Stenobracon nicevillei merupakan parasit larva. Ukuran tubuhnya adalah 9-13 mm. Parasitoid betina memiliki ovipositor yang berukuran 2 kali panjang tubuhnya. Alat ini dimasukkan ke larva penggerek saat oviposisi, untuk memasukkan sebutir telurnya. Seekor larva penggerek cukup untuk menghidupi seekor parasitoid hingga dewasa. Parasitoid ini ditemukan di lingkungan yang kering (Sudarsono , 2003).

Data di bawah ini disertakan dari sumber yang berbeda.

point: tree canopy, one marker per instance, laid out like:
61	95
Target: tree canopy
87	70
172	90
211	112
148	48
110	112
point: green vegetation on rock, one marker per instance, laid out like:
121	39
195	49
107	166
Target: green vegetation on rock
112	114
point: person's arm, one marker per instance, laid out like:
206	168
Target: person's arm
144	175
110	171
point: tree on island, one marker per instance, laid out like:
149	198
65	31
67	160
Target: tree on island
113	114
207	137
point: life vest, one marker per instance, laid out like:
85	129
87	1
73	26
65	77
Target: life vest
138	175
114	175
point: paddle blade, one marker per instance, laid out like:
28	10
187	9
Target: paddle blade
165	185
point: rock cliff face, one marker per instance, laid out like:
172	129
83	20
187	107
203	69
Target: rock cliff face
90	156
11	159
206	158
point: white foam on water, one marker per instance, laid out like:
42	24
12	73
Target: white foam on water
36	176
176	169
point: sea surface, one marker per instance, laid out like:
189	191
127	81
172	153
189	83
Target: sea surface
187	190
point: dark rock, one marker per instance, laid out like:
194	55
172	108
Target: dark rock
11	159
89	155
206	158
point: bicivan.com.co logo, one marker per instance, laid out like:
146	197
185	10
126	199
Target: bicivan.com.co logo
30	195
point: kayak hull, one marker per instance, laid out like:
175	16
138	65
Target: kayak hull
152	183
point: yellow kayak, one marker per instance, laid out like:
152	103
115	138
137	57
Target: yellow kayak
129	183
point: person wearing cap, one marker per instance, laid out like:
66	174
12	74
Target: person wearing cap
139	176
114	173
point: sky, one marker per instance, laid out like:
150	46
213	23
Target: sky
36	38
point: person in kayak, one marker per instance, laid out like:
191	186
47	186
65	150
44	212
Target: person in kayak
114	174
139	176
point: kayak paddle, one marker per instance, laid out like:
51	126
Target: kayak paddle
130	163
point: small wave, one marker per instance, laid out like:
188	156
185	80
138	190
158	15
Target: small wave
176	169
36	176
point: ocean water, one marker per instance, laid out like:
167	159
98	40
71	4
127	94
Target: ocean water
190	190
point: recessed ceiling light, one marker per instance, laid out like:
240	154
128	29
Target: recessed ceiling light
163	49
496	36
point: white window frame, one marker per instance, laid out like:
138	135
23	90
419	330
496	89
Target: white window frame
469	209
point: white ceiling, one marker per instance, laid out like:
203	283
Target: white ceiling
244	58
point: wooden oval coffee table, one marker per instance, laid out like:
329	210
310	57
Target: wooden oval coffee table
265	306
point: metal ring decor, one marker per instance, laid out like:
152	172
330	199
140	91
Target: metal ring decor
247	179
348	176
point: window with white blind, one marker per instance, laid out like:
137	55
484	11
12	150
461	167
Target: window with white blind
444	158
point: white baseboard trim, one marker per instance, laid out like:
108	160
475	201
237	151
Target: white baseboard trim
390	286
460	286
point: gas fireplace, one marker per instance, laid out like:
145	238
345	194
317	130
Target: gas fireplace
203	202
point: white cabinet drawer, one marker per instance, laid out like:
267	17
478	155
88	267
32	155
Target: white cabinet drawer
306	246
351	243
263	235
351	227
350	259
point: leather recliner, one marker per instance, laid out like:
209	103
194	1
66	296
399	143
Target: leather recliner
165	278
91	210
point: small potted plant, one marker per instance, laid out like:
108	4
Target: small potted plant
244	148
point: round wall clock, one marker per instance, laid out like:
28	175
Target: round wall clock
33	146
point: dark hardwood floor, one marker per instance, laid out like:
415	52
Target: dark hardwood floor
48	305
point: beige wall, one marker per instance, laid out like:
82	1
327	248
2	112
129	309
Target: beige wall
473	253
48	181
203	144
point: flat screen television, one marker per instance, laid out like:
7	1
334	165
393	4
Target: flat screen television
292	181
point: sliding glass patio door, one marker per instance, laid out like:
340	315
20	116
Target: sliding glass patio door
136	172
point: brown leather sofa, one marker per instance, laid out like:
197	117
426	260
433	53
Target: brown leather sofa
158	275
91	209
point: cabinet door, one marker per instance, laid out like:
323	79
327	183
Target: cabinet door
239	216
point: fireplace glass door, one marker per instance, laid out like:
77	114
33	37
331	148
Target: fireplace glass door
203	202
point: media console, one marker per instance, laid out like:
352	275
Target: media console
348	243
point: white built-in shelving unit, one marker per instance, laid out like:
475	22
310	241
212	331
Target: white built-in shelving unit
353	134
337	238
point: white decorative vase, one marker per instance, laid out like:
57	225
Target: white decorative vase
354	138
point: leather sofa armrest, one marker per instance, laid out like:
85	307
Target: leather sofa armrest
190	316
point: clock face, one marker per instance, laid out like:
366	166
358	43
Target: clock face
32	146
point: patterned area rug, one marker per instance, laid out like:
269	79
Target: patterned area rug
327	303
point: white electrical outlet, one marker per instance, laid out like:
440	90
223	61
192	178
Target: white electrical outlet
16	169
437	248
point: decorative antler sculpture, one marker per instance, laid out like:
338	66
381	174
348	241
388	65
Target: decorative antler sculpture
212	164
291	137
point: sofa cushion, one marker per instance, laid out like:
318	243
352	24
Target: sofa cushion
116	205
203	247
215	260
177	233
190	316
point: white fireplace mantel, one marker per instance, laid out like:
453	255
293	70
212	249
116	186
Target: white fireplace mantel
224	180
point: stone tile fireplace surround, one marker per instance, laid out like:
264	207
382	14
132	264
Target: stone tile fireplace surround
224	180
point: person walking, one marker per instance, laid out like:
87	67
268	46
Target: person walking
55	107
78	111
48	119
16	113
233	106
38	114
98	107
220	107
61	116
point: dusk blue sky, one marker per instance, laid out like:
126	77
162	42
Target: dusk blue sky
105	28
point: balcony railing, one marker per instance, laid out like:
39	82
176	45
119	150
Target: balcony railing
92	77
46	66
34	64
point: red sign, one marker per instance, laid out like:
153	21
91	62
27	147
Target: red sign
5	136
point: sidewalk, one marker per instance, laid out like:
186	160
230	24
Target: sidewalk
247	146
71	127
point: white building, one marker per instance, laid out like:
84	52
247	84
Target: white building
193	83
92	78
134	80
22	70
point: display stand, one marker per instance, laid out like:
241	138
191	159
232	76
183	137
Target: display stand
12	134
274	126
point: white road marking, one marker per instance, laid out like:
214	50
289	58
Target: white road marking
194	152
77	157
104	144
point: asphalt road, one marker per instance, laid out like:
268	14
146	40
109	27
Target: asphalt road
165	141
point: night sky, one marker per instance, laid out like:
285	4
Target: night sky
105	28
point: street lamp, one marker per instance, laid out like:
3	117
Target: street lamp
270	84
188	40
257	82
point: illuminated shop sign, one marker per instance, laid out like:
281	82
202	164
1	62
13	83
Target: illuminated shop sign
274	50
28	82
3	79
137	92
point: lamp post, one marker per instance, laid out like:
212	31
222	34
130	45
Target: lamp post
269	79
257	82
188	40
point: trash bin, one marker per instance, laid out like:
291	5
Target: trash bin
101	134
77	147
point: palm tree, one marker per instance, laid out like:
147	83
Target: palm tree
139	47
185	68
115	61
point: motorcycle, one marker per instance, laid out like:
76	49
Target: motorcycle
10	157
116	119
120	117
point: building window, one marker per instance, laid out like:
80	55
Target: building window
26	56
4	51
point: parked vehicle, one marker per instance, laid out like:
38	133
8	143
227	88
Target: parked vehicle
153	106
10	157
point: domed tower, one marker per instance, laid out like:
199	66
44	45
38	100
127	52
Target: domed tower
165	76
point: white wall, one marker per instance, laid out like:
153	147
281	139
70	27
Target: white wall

IV.             KESIMPULAN
                                                     
Adapun kesimpulan yang didapat dari praktikum ini adalah sebagai berikut :
1.      Ordo hymenoptera berasal dari bahasa yunani yaitu uman atau hymen (kulit tipis, membrane) dan ptera (sayap) yang berarti sayap serangga ini tipis seperti membrane yg halus, sayap depan lebih besar dari satap belakang.
2.      Ordo diptera berasal dari kata yunani yaitu di (dua) dan ptera (sayap). Karena serangga yg termasuk dalam ordo ini mempunyai sepasang sayap, Tetapi ada yg mempunyai dua pasang sayap yaitu lalat tapi tereduksi menjadi halter yg berfungsi sebagai alat keseimbangan.
3.      Serangga yang termasuk ordo hymenoptera adalah Trichogramma (Trichogramma chilonis), Apenteles flavipes, Stenobracon nicevillei.
4.      Serangga yang termasuk ordo diptera adalah Lalat parasitoid (Sturmiopsis inferens), Lalat buah (Bactrocera sp.), Lalat rumah (Musca domestica).
5.      Hymenoptera sebagian besar merupakan parasitoid, tetapi sebagian diptera juga berperan sebagai parasitoid.

DAFTAR PUSTAKA

Amalia, H dan Idham Sakti Harahap. 2010. Preferensi Kecoa Amerika Periplaneta Americana (L.) (Blattaria : Blattidae) terhadap berbagai kombinasi umpan. Jurnal Ilmiah Sainteks. Vol.7, No.2, 67-77. Ilmiah Sainteks. Vol.14, No.3, 173-177.
Amir, M. 2003.Rayap dan Peranannya.Dalam: M. Amir, Kahono. S. Serangga Taman Nasional Gunung Halimun Jawa Bagian Barat.Biodiversity Conservation Project.LIPI.51-62.

Borror, D. 1996. Pengenalan Pelajaran Serangga. Yogyakarta, UGM Press.

Eggleton P, Bignell DE. 1995. Monitoring the response of tropical insects to changes in the environment: troubles with termites. Di dalam: Harrington R, Stroks NE. Insects in a Changing Environment. London: Academic Pr. hal: 473-497.


Gullan, P.J; Cranston PS. 1999. The Insect An Outline of Entomology. Edisi Ke-2.
Oxford: Blackwell Sci.

Pracaya.2008.Hama dan penyakit Tanaman. Jakarta : Penebar Swadaya.
Sudarsono, H. 2003. Hama belalang kembara (locusta migratoria manilensis meyen): Fakta dan Analisis Awal Ledakan populasi di Provinsi Lampung. Jurnal Hama dan penyakit Tumbuhan Tropika. Vol.3, No.2: 51-56.

Widiyaningrum, P. 2009. Pertumbuhan Tiga Spesies Jangkrik Lokal yang Dibudidayakan pada Padat Penebaran dan Jenis Pakan Berbeda. Jurnal Ilmiah Sainteks. Vol.14, No.3, 173-177.